W pierwszym przypadku 56-letni obywatel Polski, odprawiając się na lot do niemieckiego Memmingen, oświadczył, że w jego bagażu znajdują się bomby. Na miejsce – zgodnie z obowiązującymi procedurami bezpieczeństwa – natychmiast skierowano funkcjonariuszy Zespołu Interwencji Specjalnych z Placówki Straży Granicznej w Krakowie-Balicach. Mężczyzna przyznał, że jego słowa były żartem, a dokładna kontrola bagażu i osoby nie wykazała żadnych nieprawidłowości.
Kolejny incydent miał miejsce 19 listopada, kiedy 47-letnia pasażerka lecąca do Manchesteru przy stanowisku odprawy oświadczyła, że w jej rejestrowanym bagażu znajduje się bomba. Po pojawieniu się funkcjonariuszy Straży Granicznej Polka tłumaczyła, że wypowiedź miała być żartem.

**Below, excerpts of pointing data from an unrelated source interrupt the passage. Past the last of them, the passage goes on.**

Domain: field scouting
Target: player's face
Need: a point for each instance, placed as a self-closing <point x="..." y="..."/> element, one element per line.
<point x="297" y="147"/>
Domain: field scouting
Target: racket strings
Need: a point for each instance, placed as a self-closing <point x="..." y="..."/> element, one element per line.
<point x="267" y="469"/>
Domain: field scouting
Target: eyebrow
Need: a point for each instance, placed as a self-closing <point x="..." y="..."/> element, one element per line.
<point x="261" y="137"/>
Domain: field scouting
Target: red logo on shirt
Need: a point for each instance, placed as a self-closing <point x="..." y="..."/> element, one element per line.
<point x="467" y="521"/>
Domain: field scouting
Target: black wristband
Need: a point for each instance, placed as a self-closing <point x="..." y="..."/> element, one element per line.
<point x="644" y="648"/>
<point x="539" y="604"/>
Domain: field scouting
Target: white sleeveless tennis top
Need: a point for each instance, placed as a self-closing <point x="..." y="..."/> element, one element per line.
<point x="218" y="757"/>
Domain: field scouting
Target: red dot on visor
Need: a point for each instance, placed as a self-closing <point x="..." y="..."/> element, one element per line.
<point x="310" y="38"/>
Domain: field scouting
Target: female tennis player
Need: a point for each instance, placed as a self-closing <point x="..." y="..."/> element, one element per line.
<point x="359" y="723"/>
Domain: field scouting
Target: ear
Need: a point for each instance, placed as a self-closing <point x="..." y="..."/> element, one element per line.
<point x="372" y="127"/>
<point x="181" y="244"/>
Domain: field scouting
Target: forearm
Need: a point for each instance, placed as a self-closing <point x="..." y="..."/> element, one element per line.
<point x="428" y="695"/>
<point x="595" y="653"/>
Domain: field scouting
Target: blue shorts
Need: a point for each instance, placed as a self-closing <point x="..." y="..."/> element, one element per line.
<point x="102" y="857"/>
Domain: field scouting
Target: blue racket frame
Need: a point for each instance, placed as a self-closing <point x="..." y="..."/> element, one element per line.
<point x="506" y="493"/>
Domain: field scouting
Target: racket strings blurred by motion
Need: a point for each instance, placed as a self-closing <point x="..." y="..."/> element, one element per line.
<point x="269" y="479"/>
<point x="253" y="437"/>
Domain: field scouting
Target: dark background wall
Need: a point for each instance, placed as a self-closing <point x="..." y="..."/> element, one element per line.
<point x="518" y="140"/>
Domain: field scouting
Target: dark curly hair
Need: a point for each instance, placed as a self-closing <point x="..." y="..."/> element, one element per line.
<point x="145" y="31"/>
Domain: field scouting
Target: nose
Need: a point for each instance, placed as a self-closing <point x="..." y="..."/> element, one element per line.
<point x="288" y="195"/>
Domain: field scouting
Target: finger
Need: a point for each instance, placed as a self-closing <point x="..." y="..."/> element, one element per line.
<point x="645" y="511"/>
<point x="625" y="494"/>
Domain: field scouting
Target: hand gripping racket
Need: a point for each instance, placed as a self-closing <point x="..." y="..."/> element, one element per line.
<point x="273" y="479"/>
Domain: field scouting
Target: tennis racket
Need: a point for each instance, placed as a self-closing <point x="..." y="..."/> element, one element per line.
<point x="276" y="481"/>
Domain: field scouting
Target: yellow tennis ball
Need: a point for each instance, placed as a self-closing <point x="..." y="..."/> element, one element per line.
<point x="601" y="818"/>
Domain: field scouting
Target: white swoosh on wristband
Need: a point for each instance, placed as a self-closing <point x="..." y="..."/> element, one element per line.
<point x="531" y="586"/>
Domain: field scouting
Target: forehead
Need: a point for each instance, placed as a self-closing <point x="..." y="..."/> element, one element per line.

Jej bagaż został sprawdzony przy użyciu urządzeń rentgenowskich i nie stwierdzono obecności przedmiotów zabronionych.
Zarówno kobieta, jak i mężczyzna zostali ukarani mandatami w wysokości 500 zł. Decyzją kapitanów samolotów oboje nie zostali wpuszczeni na pokład statku powietrznego.